Ford now finds itself on the back foot in China, where its joint venture partner Changan is cranking out EVs that impressed Farley so much after he went overseas to test them in 2023, that he arranged to have several Changan and other Chinese models brought to Michigan. When the EVs made it stateside, Ford executives met up to see and study the vehicles. Farley told the rest of the brass that “executing to a Chinese standard is going to be the most important priority.”
That might come as a surprise, but even the maker of America’s best-selling vehicle, the F-Series truck, could learn a thing or two about avoiding recalls from Changan. Don’t forget, Changan Ford is the JV partner currently making many of Ford’s luxury vehicles sold in the U.S. as Lincoln models. Ford is nonetheless being cautious with its strategy in China and is attempting to be competitive in the country’s commercial segment first.
Farley sees the move as one that plays to Ford’s strengths, which include the production of trucks, off-road vehicles, and commercial vehicles. Despite its expertise in making trucks, Ford is expecting a loss of $5 billion in 2024 from making EVs like the Ford F-150 Lightning, according to the Wall Street Journal. The answer to that write off, which is tantamount to Ford losing half of its projected operating profit for the year, seems to be something smaller and cheaper to build than a full-size EV pickup or the cancelled Ford Explorer-sized EV.
Farley has been advocating for smaller electric models that can save weight or gain range without the need for big expensive batteries. To that end, Ford has taken a page out of the Chinese playbook and is working on “a low-cost mechanical layout to serve as the foundation for several future EVs,” per the WSJ. That project will reportedly yield an EV midsize truck by 2027, which would appeal to buyers in China and the United States.
But that midsize EV truck won’t see the light of day in Ford’s native market or markets abroad for another three years, at least. Meanwhile, Chinese automaker Maxus, a sister brand to MG owned by SAIC, has debuted the first midsize EV truck with four-wheel drive in the UK. So, the Chinese have already beat Ford to the punch in a major Western market with the MG Maxus eTerron 9, which goes on sale this year for deliveries in 2025, per Autocar.
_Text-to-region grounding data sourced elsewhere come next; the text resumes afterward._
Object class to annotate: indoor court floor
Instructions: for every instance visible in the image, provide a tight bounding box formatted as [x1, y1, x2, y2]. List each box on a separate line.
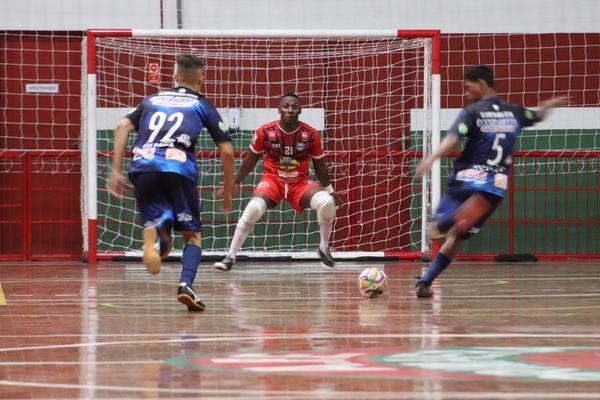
[0, 260, 599, 399]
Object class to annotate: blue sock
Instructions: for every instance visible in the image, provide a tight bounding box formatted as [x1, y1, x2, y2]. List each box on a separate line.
[421, 252, 452, 284]
[180, 244, 202, 287]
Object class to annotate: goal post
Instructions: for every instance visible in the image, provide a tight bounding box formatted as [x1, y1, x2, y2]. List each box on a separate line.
[82, 29, 441, 263]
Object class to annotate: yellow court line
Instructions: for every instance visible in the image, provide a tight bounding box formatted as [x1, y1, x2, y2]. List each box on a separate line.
[0, 283, 6, 306]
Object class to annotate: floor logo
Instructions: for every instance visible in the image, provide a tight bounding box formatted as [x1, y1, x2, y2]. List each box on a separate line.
[167, 347, 600, 381]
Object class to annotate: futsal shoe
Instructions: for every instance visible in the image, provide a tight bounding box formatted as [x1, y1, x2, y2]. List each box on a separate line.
[415, 280, 433, 298]
[318, 247, 335, 269]
[142, 227, 161, 275]
[177, 283, 206, 312]
[214, 255, 235, 271]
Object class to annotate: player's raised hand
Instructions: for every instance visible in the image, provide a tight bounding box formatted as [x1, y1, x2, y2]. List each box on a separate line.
[540, 95, 569, 108]
[537, 95, 569, 120]
[109, 170, 128, 198]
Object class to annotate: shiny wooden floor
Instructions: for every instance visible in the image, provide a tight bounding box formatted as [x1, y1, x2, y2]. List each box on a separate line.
[1, 260, 600, 399]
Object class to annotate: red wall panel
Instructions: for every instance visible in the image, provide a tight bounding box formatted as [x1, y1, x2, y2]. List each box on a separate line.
[1, 32, 598, 257]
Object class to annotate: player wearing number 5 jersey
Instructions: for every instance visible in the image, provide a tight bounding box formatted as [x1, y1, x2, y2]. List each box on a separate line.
[109, 54, 234, 311]
[415, 65, 567, 298]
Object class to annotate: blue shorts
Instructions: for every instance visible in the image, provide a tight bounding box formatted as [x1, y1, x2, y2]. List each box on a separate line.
[433, 181, 502, 240]
[129, 172, 201, 232]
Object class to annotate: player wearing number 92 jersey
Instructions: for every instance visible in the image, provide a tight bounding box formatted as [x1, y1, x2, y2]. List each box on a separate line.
[126, 87, 230, 183]
[109, 54, 234, 312]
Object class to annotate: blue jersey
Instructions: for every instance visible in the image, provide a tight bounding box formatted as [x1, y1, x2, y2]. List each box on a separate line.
[446, 96, 540, 197]
[124, 87, 230, 184]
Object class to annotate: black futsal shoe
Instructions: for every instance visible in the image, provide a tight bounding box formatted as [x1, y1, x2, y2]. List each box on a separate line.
[415, 280, 433, 298]
[214, 255, 235, 271]
[318, 247, 335, 269]
[177, 283, 206, 312]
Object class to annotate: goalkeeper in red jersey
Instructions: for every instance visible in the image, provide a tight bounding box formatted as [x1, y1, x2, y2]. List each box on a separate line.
[214, 93, 341, 270]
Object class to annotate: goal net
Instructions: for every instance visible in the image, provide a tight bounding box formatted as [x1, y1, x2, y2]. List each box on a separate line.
[82, 30, 440, 262]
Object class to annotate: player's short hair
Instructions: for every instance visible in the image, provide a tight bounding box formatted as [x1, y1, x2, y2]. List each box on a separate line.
[281, 92, 300, 101]
[464, 65, 494, 88]
[176, 54, 205, 79]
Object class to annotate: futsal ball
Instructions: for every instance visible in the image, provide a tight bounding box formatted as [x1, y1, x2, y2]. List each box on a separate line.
[357, 267, 388, 298]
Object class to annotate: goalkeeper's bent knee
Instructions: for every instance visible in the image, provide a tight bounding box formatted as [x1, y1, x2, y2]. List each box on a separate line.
[237, 197, 267, 232]
[310, 190, 336, 224]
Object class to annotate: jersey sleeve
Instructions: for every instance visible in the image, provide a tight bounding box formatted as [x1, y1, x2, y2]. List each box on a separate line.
[249, 128, 265, 154]
[447, 109, 475, 138]
[517, 105, 541, 128]
[310, 131, 325, 159]
[197, 99, 231, 144]
[124, 103, 143, 131]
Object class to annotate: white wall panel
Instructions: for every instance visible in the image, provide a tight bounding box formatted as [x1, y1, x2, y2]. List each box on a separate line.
[0, 0, 598, 32]
[1, 0, 161, 30]
[182, 0, 599, 33]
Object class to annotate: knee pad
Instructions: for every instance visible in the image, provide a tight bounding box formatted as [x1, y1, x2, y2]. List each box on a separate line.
[237, 197, 267, 231]
[310, 190, 336, 224]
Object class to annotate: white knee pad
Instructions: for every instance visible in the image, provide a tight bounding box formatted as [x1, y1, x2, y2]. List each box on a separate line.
[237, 197, 267, 232]
[310, 190, 336, 224]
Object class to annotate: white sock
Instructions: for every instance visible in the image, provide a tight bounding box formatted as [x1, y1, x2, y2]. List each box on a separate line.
[227, 225, 249, 259]
[319, 222, 332, 252]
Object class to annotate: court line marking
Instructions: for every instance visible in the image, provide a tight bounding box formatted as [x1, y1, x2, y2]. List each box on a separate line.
[4, 292, 600, 305]
[3, 333, 600, 353]
[1, 274, 600, 284]
[0, 283, 6, 305]
[0, 360, 162, 366]
[0, 380, 598, 399]
[4, 302, 600, 318]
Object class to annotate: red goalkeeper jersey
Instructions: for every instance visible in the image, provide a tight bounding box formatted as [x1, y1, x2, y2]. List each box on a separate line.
[249, 120, 325, 181]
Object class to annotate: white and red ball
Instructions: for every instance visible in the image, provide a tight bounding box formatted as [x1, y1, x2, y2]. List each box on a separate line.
[357, 267, 388, 298]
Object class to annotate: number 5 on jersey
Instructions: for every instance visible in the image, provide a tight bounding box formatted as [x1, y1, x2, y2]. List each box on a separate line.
[487, 132, 506, 166]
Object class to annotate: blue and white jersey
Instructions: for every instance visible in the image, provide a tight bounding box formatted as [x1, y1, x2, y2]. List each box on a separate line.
[446, 96, 540, 197]
[124, 87, 230, 184]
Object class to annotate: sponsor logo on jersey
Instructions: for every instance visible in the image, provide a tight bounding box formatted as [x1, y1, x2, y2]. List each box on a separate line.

The EV truck is expected to cost over £50,000 before VAT, or around $66,300 at current exchange rates.
The awful name belies the Maxus eTerron 9’s appeal: the Maxus EV midsizer has a range of up to 267 miles; it can tow up to 7,700 pounds; and it combines electric motors riding on each axle to make 429 horsepower. It also has air suspension and can lower its bed for loading cargo. Oh, and it happens to look quite a bit like the latest Ford Ranger, or a bit like the new Maverick.
It’s not like the eTerron 9 will ever depose any truck—let alone the Ranger—in America. High tariffs are keeping Chinese EVs at bay for now, but the WSJ says that Farley still considers them an “immediate threat in Europe and other overseas markets, and a long-term risk in Ford’s profit engine of North America, regardless of protectionist measures.” Whereas global carmakers once hardly saw the Chinese as a threat, they are now gasping to catch up. That’s why Ford is paying more attention to its Chinese partners and rivals, and is no longer taking them for granted.